Ha. A Cat D9 Make-Over. When I worked for a contractor in college, that was our standard joke about doing work in POS homes.

Don't make it more complicated. Try an ordinary consumer grade window fan in one of the vents.


RE: Induction Motors - f350ca - 05-16-2015

That would be far too easy Al. But a great idea. They make those booster fans that fit in a duct.

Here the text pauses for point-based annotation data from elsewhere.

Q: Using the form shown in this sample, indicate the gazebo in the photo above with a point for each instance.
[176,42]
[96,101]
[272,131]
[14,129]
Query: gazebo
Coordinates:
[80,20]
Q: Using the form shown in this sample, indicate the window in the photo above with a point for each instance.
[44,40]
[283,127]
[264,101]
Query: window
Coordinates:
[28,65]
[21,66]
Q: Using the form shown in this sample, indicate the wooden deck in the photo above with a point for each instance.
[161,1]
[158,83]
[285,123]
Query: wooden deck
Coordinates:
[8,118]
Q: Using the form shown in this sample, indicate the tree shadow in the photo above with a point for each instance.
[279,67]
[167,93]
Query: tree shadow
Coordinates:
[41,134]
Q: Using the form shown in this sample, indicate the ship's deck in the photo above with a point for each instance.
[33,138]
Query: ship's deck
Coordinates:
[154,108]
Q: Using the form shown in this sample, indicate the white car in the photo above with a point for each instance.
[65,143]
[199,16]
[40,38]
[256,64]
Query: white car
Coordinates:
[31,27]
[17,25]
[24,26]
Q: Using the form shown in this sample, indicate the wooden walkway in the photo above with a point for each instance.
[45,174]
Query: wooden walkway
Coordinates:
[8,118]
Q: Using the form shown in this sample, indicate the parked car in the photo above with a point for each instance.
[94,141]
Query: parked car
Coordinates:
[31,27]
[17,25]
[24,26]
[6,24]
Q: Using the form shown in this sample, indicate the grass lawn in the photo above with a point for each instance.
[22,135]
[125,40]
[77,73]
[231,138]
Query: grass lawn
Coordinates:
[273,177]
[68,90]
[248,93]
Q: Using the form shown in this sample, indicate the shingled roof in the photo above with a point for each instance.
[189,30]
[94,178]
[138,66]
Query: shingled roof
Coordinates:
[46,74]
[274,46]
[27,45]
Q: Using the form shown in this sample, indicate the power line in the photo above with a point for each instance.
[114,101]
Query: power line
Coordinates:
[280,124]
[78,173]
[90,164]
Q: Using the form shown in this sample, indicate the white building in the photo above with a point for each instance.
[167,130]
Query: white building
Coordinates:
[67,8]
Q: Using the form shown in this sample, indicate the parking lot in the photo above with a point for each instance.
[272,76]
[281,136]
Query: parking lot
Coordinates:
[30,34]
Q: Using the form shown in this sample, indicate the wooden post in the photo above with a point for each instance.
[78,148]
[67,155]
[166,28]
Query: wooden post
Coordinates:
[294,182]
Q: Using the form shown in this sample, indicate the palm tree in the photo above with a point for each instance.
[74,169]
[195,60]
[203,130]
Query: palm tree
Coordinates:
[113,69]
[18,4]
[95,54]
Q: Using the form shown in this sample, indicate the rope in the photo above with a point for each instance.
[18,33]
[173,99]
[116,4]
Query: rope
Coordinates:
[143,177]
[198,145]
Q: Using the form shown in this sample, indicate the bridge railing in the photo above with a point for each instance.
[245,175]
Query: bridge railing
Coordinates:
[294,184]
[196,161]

RE: Induction Motors - starlight_tools - 05-18-2015

(05-13-2015, 10:46 PM)f350ca Wrote: Dug out an small squirrel cage blower I recycled from the dump, need to ventilate the crawl space under the house.
Made up a widow maker connection to an extension cord to see if the motor worked, ran fine and filled the shop with dust and leaves that blew out of the blower, it obviously works. It has a rather large driving pulley so the fan is running close to motor speed 1740 rpm. I don't need a lot of air movement so thought about putting a smaller pulley on the motor to reduce load and make it cheaper to operate. To make this scientific I thought I'd measure the current so clipped the AC amp meter on a line and it read 6 amps, hum, thats 660 watts, this isn't going to be cheap to operate. Check the plate and its 1/3 hp rated at 5.8 amp.Hum again 1/3 hp is 250 watts, is this thing that inefficient. So I slip the belt off, still draws 6 amp or there about on my analog meter. Hum again. So out to the storage facility and check another motor out of inventory, (pull from the junk pile). Another widow maker and we have it running. This one is 1/4 hp rated at 5 amp, 550 watts. Guess what, thats what my meter says it draws with no load. If I hold a piece of wood against the pull, (proper dynamometer testing) the current goes up well above the rated 5 amp, like 10 or 15 amp. So is my meter not reading correctly? Thought the plate rating was at full load.

Greg

The motor with the Squirrel cage blower on it is "loaded", it is amazing how much energy is required to move air.  Your readings are what I would expect to see when testing a unit like that, and I have a special power supply that I can read the amps draw of a motor as it starts and runs.

Walter


RE: Induction Motors - f350ca - 05-18-2015

Its a belt driven one Walter, the motor draws within an amp of full rated current with no load,
Checked on the inline duct fans, the performance isn't too impressive. Found one site that listed losses with runs of ducting. Think I move more air when I break wind than they would through 30 or 40 feet of pipe.
So back to the original plan and go with the blower. Made up a couple of transitions (don't laugh at my feeble attempt at sheet metal work) to go to 6 inch duct, which I found at the dump.[Image: IMG_1738.jpg]
 Used the plasma table to cut them out. Need to tune the motors I guess. With a 40 amp nozzle it wanted 320 inches per minute cut speed. Rounded the corners quite a bit, probably added a 1/4 inch radius as it tried to accelerate. Didn't take long to cut though.


RE: Induction Motors - starlight_tools - 05-18-2015

Lookin' good so far.

If the current is within spec with the motor driving the fan, you should be fine.